The young man who grabbed her later made what seemed like an apology as the crowd turned on him - but he and his friends laughed, Anello-Kitzmiller said.

"It wasn't sincere at all.

"I had no idea who he was ... he just hid his face."

The man has yet to contact Anello-Kitzmiller to apologise.

She has since learned the identity of the man, who was tagged in the video's Facebook post several times.

However, she wasn't sure if he should be named and shamed, especially on social media.

Reece said in her post, since taken down by Facebook: "Idk who you are glitter booby girl, but you and your sassy friend were the highlight of my RNV experience. Hope you and your party breasts made it home safe."

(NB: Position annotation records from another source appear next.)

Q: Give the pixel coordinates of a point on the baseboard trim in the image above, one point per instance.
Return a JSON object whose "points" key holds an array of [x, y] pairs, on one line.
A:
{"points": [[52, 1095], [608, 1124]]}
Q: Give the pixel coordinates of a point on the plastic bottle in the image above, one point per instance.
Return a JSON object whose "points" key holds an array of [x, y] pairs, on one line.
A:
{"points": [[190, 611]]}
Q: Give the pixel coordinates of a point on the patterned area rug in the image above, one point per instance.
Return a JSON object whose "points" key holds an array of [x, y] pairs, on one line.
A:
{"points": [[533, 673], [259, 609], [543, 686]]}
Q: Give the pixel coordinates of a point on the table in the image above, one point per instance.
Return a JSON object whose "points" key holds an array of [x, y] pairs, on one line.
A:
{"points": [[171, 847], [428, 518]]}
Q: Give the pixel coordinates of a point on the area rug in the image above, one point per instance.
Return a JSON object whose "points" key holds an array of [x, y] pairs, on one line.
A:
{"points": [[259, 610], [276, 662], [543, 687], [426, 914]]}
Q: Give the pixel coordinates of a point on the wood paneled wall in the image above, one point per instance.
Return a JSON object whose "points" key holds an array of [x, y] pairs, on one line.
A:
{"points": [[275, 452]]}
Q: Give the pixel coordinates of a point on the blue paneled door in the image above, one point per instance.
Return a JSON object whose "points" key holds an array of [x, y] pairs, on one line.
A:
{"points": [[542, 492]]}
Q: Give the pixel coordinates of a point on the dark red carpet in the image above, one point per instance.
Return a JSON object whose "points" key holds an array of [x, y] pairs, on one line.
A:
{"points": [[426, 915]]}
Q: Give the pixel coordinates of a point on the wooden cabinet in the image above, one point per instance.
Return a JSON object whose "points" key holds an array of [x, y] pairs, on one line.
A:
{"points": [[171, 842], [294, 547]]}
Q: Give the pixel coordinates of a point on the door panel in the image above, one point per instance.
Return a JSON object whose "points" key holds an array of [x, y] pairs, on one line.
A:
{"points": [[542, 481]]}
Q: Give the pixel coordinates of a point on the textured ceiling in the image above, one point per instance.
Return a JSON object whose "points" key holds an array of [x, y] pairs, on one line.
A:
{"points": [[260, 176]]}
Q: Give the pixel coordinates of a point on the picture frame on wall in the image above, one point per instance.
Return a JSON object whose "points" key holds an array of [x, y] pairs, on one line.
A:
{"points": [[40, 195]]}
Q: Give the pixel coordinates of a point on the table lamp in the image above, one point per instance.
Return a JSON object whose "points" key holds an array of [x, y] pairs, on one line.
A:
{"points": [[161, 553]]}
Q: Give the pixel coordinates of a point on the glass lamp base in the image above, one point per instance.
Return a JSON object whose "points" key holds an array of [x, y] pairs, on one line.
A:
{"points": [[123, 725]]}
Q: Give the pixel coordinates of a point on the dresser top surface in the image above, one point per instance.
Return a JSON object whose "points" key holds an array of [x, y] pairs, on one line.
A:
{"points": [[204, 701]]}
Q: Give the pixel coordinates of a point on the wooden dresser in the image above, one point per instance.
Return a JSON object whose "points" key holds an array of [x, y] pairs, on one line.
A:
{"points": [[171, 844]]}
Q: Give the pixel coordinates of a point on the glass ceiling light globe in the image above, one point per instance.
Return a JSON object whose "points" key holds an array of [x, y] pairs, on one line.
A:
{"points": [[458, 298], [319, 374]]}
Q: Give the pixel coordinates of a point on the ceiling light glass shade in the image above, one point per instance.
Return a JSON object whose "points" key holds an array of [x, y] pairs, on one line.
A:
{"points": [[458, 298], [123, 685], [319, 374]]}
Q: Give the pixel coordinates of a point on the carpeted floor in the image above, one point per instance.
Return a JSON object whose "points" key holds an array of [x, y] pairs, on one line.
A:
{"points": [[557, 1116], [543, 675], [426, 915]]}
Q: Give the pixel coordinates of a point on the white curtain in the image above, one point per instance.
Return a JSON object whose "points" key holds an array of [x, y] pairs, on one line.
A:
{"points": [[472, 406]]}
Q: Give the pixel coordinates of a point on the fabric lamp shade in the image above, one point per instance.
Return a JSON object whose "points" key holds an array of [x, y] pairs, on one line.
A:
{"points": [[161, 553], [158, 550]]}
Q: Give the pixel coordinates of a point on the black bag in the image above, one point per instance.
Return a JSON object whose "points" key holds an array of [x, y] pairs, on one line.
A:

She added the hashtag: #lookbutdonttouch

Anello-Kitzmiller, who said she'd been groped before by men when wearing a T-shirt and jeans, said some of the messages she'd received have been vile.

"There are plenty of comments that I've just been trying not to read through. There's a lot of people saying I deserved it or I was asking for it, but the fact is people should be able to dress however they want ... no matter what you wear your body is nobody else's but your own.

"I know people are going to say negative things but I don't need to hear it," she said.

However, she said that many had also contacted her to say they'd been inspired.

"[Saying] that they're glad I did it, that I should've hit him harder. It's been awesome to hear that I've inspired people.

"We got [abused] constantly [while] walking around, but then we got people coming up and saying 'you look amazing', or 'I wish I had the confidence to do that', or 'I'm going to do that next time'."

The Portland, Oregon native said from her experience New Zealand festivals appeared more conservative than those in the US.

Hatfield said she didn't hesitate to act when Anello-Kitzmiller was grabbed.

"Straight away, I was not going to let them get away with. That's her body and I don't think anyone should touch someone like that."

Hatfield said the girls, along with many others, had paid to have the glitter added to their bodies at an art stall.

Their group also won $200 in a competition by going down a slide naked - supported by radio station promotional staff.

"There were a lot of people [naked], a lot of men even. There were quite a few males on the slides with their pants down just doing their own thing – I didn't see them getting harassed at all," Hatfield said.

"I would not let this ruin my experience."

Police have not received a complaint relating to the incident.